As noted in this document, STClass does not require a list of sensitive terms, syntactic rules, specific corpus, or the calculation of probabilities to determine the sensitivity of documents.

Sensitive Chains:

Empresa de Viajes Cia. Ltda.

Guipuzcoa G2–117 y Moreno.

Eduardo Estévez Mediana.

5 Conclusion

The problem of determining the sensitivity of documents is a problem that presents great challenges, in principle by itself's nature, the temporality of their sensitivity, the large number of documents that are generated and most significantly, the dependence of sensitivity to natural language semantics.

In this work, based on an analysis of the most used methods to classify sensitive documents and the need to know if a document should be protected or not, limitations and requirements present in these methods were detected, among which are: it must be provided a lists of sensitive words to be able to identify them, the elimination of words can cause the loss of semantic relationships, the comparison between documents is based on numerical vectors, the order of the words is ignored, use of specific corpus, provide grammar rules and the use of probabilities.
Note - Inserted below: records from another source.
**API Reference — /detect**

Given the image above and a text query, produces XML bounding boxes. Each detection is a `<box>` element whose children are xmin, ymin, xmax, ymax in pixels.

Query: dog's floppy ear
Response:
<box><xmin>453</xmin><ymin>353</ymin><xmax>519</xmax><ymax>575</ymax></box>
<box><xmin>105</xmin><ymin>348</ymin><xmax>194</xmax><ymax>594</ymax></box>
Based on this identification, the STClass method was developed to determine the sensitivity of documents from the point of view of the Logical Combinatorial Pattern Recognition. The method is based on content analysis and is approached as a problem of supervised classification considering two phases: training and classification.

In this work, its application to the problem is presented with two classes: sensitive and non-sensitive documents.

Among the advantages offered by STClass are the following: it does not require an initial list of terms, it maintains the order and the semantic relationship between terms, it does not need specific corpus or a priori probabilities, to evaluate the similarity, different comparison criteria can be incorporated between terms and between strings of terms. In addition, its application can be extended to problems with a larger number of classes.

In the tests carried out, an efficiency of 96% was achieved in the classification of new documents.

As a continuation of this work, it is necessary to test the method with public and articles datasets, make comparisons with other methods, and do the extension to include any number of classes and provide degrees of sensitivity.